Statistically optimized charcoal production from Prosopis juliflora for use as alternative fuel in cement factories

Abstract

Prosopis juliflora is an invasive species, which is spreading at an alarming rate in Ethiopia. Cement factories in the country are using fossil fuels contributing to the global greenhouse gas emission. The present study has aimed at utilizing Prosopis juliflora charcoal as a carbon-neutral alternative fuel for cement factories with the objectives of reducing CO2 emission and controlling the spread of the plant to arable areas. The study focused on optimizing the charcoal preparation conditions using central composite design response surface methodology. The independent process variables were carbonization temperature and time, which were investigated in the temperature and time ranges of 300–600 °C and 60–180 min, respectively. The response variables were charcoal yield, calorific value, and volatile matter content. Quadratic model equations were selected for all responses based on analysis of variance.
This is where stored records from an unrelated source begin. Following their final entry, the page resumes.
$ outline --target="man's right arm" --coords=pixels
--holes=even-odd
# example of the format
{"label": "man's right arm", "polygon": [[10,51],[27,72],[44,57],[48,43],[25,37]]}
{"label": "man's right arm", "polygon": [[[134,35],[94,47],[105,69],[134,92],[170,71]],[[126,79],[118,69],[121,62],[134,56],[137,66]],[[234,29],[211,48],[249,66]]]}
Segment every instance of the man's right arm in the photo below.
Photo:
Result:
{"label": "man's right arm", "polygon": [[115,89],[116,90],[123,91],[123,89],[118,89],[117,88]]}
The respective regression analyses have demonstrated that the model equations can be used to predict the charcoal yield, calorific value, and volatile matter content in the investigated range with 99.85%, 99.9%, and 99.9% variability, respectively. For the predicted optimal carbonization condition, charcoal yield, calorific value, and volatile matter content were found to be 47.52%, 24.43 MJ/kg, and 56.58%, respectively. The charcoal prepared at the optimized condition was subjected for elemental and proximate analysis and compared with other alternative fuels that are in use in the industry. Results show that the charcoal has better desirable properties such as less moisture and volatile matter and higher fixed carbon content and calorific value.